Although this exception usually involves a class of beneficiaries, it has been applied where a common fund is created by a subrogor, to the subrogee's benefit. Foremost Life Ins Co v Waters (On Remand), 125 Mich. App. 799; 337 NW2d 29 (1983); Montefusco Excavating v County of Middlesex, 82 NJ 519; 414 A2d 961 (1980); Anno: Right of attorney for holder of property insurance to fee out of insurer's share of recovery from tortfeasor, 2 ALR3d 1441, 1441-1442, § 1(a). Under MCL 400.106; MSA 16.490(16), intervenor DSS was subrogated to any right of recovery enjoyed by plaintiff to the extent of funds expended by the state for plaintiff's medical care. Hartman v Ins Co of North America, 106 Mich. App. 731, 744-745; 308 NW2d 625 (1981), lv den 414 Mich. 890 (1982).

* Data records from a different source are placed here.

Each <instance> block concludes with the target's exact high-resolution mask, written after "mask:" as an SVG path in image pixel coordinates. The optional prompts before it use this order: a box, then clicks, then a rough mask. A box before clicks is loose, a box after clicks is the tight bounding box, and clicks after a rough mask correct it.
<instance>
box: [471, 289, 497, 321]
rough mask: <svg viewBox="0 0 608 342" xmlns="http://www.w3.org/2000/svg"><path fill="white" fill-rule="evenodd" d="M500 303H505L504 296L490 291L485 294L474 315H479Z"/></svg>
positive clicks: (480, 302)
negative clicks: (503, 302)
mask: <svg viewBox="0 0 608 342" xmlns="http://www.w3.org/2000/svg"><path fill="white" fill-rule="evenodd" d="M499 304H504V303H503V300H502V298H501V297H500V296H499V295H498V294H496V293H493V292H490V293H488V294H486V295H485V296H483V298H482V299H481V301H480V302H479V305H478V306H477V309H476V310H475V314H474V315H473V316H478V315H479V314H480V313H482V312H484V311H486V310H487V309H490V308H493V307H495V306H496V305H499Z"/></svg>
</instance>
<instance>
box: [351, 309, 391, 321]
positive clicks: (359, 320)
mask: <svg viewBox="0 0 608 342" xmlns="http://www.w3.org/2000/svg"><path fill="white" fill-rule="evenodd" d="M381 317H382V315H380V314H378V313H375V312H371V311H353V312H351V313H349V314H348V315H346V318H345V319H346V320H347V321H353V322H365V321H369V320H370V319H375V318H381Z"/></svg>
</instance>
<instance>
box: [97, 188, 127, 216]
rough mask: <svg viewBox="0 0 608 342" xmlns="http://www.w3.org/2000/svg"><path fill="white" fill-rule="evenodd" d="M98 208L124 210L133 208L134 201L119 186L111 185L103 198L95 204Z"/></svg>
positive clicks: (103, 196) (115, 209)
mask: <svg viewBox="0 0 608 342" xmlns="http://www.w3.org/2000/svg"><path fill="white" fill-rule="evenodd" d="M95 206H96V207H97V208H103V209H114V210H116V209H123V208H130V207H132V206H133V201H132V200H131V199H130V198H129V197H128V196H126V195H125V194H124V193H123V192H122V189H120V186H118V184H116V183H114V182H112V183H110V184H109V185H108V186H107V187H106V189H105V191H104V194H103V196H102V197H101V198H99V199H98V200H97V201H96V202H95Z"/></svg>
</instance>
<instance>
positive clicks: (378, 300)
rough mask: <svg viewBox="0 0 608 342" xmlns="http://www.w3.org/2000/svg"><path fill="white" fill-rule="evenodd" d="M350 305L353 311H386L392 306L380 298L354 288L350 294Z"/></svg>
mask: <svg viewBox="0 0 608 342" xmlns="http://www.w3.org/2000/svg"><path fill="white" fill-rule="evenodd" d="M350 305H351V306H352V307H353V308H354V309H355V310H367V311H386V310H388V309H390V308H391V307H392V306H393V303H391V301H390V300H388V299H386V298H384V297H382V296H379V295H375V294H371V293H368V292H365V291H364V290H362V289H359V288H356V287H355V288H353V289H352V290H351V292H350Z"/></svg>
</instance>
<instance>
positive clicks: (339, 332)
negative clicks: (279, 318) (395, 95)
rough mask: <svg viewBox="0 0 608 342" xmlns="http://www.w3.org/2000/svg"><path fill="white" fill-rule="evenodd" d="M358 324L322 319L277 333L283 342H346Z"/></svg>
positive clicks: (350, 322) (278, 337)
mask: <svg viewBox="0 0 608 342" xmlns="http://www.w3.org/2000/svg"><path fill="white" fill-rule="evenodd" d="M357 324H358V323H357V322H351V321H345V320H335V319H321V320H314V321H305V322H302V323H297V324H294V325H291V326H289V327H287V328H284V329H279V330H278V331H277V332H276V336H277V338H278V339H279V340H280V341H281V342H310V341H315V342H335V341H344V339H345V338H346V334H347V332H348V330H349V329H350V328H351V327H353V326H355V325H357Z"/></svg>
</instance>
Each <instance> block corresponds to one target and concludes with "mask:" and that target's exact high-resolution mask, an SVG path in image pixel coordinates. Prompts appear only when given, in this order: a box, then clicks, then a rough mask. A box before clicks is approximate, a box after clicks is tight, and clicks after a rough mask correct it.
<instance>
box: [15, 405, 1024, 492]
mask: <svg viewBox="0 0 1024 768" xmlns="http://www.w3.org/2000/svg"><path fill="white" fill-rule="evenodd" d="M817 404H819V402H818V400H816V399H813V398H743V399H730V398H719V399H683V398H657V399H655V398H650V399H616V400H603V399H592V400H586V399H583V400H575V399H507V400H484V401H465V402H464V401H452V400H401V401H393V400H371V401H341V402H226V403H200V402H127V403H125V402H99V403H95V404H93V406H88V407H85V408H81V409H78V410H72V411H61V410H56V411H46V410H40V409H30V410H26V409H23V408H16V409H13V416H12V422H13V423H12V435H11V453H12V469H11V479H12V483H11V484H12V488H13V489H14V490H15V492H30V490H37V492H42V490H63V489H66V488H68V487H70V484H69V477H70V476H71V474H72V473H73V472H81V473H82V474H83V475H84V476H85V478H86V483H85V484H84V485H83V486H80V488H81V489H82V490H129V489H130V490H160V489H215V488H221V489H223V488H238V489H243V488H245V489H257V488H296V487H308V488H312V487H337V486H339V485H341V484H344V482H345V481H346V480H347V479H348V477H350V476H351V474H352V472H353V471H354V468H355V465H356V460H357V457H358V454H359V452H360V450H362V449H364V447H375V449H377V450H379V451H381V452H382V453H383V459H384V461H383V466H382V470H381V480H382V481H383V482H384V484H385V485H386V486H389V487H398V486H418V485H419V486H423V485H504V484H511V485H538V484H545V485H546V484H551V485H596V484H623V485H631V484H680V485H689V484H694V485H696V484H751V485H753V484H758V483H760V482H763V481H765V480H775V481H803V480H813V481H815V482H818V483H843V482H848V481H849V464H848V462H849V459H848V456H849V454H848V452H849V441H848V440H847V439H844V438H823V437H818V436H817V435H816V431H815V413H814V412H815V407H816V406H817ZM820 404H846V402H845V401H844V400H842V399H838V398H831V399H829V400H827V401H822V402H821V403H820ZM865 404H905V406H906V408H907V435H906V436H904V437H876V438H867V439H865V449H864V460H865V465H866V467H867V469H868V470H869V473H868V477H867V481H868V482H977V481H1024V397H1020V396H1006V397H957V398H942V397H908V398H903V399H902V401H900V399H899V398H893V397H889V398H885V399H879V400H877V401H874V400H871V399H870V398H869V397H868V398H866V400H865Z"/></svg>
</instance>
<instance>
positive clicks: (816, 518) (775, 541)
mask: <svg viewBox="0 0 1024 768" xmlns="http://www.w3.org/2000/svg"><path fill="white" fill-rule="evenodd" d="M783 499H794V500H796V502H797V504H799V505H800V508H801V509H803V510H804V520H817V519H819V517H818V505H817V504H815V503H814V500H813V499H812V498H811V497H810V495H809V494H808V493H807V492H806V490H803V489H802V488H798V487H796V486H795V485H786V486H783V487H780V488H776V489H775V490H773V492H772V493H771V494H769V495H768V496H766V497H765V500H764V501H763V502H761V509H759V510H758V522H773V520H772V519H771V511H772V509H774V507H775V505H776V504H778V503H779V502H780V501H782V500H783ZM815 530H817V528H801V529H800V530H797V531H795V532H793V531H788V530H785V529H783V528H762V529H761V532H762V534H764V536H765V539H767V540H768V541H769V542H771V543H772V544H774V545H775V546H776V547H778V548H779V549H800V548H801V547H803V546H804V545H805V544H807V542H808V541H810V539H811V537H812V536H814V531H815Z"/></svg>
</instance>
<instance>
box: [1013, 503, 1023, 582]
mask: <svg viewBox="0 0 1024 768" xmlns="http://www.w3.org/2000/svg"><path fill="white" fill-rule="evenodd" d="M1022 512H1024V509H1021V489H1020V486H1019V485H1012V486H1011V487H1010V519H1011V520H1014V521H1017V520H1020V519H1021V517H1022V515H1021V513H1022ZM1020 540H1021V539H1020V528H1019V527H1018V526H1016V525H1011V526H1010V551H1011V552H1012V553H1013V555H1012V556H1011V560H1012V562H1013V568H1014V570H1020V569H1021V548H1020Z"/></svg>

Other states have applied the equitable common fund principle to situations where, as here, a *32 statutory right of subrogation exists in the state, holding that the state is obliged to pay its prorata share of attorney fees incurred by a welfare recipient in obtaining a recovery against a third person. Shearer v Moore, 277 Pa Super 70; 419 A2d 665 (1980); Moss v Glynn, 66 Ill App 3d 221; 383 NE2d 275 (1978); Hedgebeth v Medford, 74 NJ 360; 378 A2d 226 (1977).[3]
Plaintiff's attorney is not entitled to recover attorney fees in this case. MCL 400.106; MSA 16.490(16) provides that a Medicaid claimant who initiates an action against a third party "shall notify the department of the action or proceeding entered into upon commencement of the action or proceeding". No such notice was given the DSS, which did not learn of plaintiff's suit against Aetna until served with a subpoena for medical records. When the DSS was placed on notice, it asserted its claim against Aetna and notified plaintiff's attorney that his assistance was not required.

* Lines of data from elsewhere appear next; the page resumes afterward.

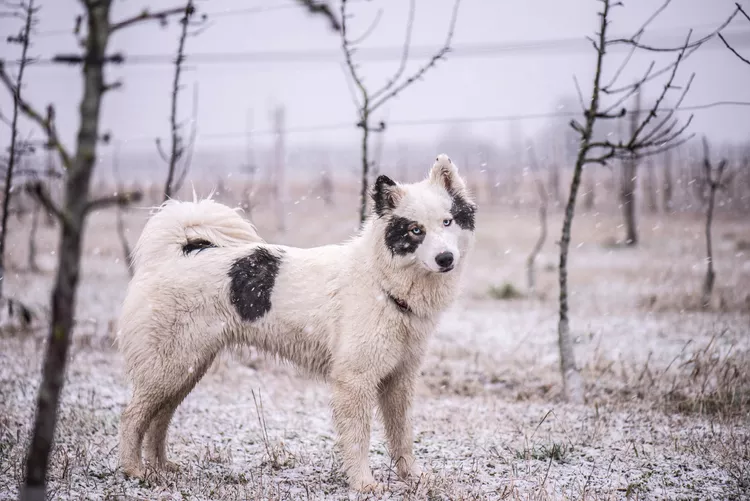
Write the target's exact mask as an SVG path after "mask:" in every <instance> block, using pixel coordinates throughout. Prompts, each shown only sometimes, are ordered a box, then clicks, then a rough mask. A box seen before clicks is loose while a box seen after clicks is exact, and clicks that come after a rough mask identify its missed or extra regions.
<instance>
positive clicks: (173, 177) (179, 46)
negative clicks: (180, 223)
mask: <svg viewBox="0 0 750 501" xmlns="http://www.w3.org/2000/svg"><path fill="white" fill-rule="evenodd" d="M183 12H184V16H183V18H182V19H181V20H180V22H181V23H182V30H181V31H180V39H179V43H178V44H177V56H176V57H175V62H174V80H173V82H172V108H171V113H170V116H169V122H170V129H171V134H172V147H171V151H170V154H169V171H168V173H167V181H166V184H165V185H164V200H165V201H166V200H168V199H169V198H170V197H171V196H172V194H173V193H174V192H175V191H176V189H175V186H174V176H175V170H176V169H177V162H178V161H179V160H180V158H181V157H182V154H183V152H184V149H183V147H182V137H181V136H180V134H179V130H178V125H177V97H178V93H179V91H180V77H181V76H182V69H183V62H184V61H185V40H186V39H187V32H188V26H189V24H190V16H192V15H193V14H194V13H195V8H194V7H193V0H187V3H186V4H185V7H184V8H183ZM160 154H162V153H161V152H160ZM162 156H163V155H162Z"/></svg>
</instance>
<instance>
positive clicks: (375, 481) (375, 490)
mask: <svg viewBox="0 0 750 501" xmlns="http://www.w3.org/2000/svg"><path fill="white" fill-rule="evenodd" d="M354 490H356V491H358V492H361V493H362V494H383V493H384V492H385V491H386V487H385V484H381V483H380V482H376V481H375V480H373V481H372V482H369V483H360V484H358V485H355V486H354Z"/></svg>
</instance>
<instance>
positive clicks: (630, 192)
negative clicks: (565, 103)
mask: <svg viewBox="0 0 750 501" xmlns="http://www.w3.org/2000/svg"><path fill="white" fill-rule="evenodd" d="M640 114H641V88H640V86H639V87H638V89H637V91H636V93H635V107H634V110H633V111H632V112H631V113H630V134H631V135H632V134H634V133H635V132H636V131H637V130H638V125H639V124H640ZM638 161H639V160H638V153H637V152H636V151H631V152H630V154H629V155H627V156H626V157H625V158H624V159H623V161H622V162H621V164H620V165H621V169H622V171H621V173H622V178H621V179H620V204H621V205H622V213H623V216H624V219H625V245H629V246H634V245H637V244H638V229H637V226H636V222H635V211H636V202H635V190H636V187H637V186H638V185H637V184H636V182H637V180H638V177H637V174H636V171H637V169H638Z"/></svg>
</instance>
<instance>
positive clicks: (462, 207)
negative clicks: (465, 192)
mask: <svg viewBox="0 0 750 501" xmlns="http://www.w3.org/2000/svg"><path fill="white" fill-rule="evenodd" d="M476 211H477V208H476V206H474V204H472V203H470V202H468V201H467V200H466V199H465V198H464V197H462V196H461V195H453V205H451V216H453V220H454V221H455V222H456V224H457V225H458V227H459V228H461V229H462V230H469V231H474V214H475V213H476Z"/></svg>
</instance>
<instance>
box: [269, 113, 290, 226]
mask: <svg viewBox="0 0 750 501" xmlns="http://www.w3.org/2000/svg"><path fill="white" fill-rule="evenodd" d="M272 118H273V127H274V133H275V136H276V141H275V144H274V163H273V170H272V171H271V179H272V181H271V186H272V191H273V194H274V204H275V209H276V225H277V228H278V230H279V231H280V232H282V233H283V232H284V231H286V216H285V212H284V211H285V202H286V186H285V184H284V183H285V179H284V170H285V164H286V110H285V109H284V107H283V106H279V107H277V108H276V109H275V110H274V112H273V116H272Z"/></svg>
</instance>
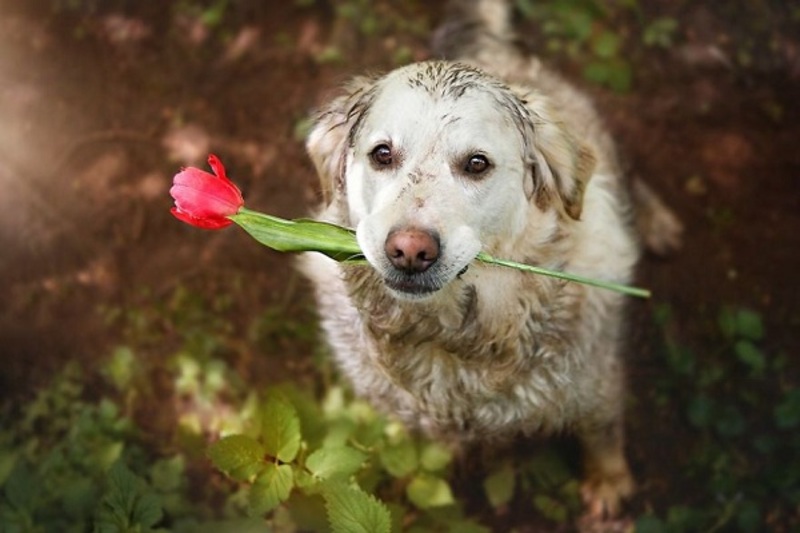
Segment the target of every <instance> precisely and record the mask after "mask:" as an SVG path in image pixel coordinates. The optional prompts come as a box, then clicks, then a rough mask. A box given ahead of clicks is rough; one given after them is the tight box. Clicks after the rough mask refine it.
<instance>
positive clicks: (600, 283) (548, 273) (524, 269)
mask: <svg viewBox="0 0 800 533" xmlns="http://www.w3.org/2000/svg"><path fill="white" fill-rule="evenodd" d="M476 259H477V260H478V261H481V262H482V263H487V264H490V265H499V266H505V267H510V268H516V269H517V270H522V271H524V272H532V273H534V274H541V275H544V276H550V277H552V278H558V279H564V280H567V281H574V282H577V283H583V284H584V285H591V286H593V287H600V288H602V289H608V290H611V291H616V292H620V293H622V294H627V295H628V296H636V297H638V298H650V295H651V293H650V291H649V290H647V289H642V288H639V287H631V286H629V285H621V284H619V283H614V282H611V281H601V280H598V279H592V278H587V277H584V276H580V275H578V274H570V273H568V272H561V271H557V270H548V269H546V268H541V267H536V266H533V265H526V264H524V263H517V262H515V261H509V260H507V259H497V258H496V257H492V256H491V255H489V254H487V253H486V252H481V253H479V254H478V256H477V257H476Z"/></svg>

Thus, this is not a case where "despite a clear right to proceed in its own right against the tortfeasor, the [state] refrains from acting * * *", a situation where the equities favor the subrogor's attorney. Shearer, supra, p 76; Tennessee Farmers Mutual Ins Co v Pritchett, 54 Tenn App 410; 391 S.W.2d 671 (1964). See also Foremost Life Ins Co, supra, p 805, fn 2. Here the state acted as soon as it received the notice it was statutorily entitled to. Informed in no uncertain terms that his assistance was not required, plaintiff's attorney assumed the status of a volunteer. Thus, any "enrichment" *33 enjoyed by the state as a product of his services was not unjust.
Plaintiff's attorney argues that, as a matter of public policy, private attorneys should be allowed to handle the state's subrogation cases because the attorney general's office is understaffed. However, the state's claim as subrogee to a Medicaid benefits claimant against the assigned claims facility may be resolved by a simple application for benefits. 28 OAG 1981-1982, No 5845, p 25.
The award of attorney fees is reversed.
NOTES
[*] Circuit judge, sitting on the Court of Appeals by assignment.
[1] See MCL 500.3171 et seq.; MSA 24.13171 et seq.
[2] See MCL 14.28, 14.101; MSA 3.181, 3.211.
[3] United States v Nation, 299 F Supp 266 (ND Okla, 1969), cited by intervenors, is distinguishable. There the government sought reimbursement under the Medical Care Recovery Act, 42 USC 2651-2653. This right of reimbursement was a "separate and independent statutorily created right and [did] not rest on subrogation". Nation, supra, p 267.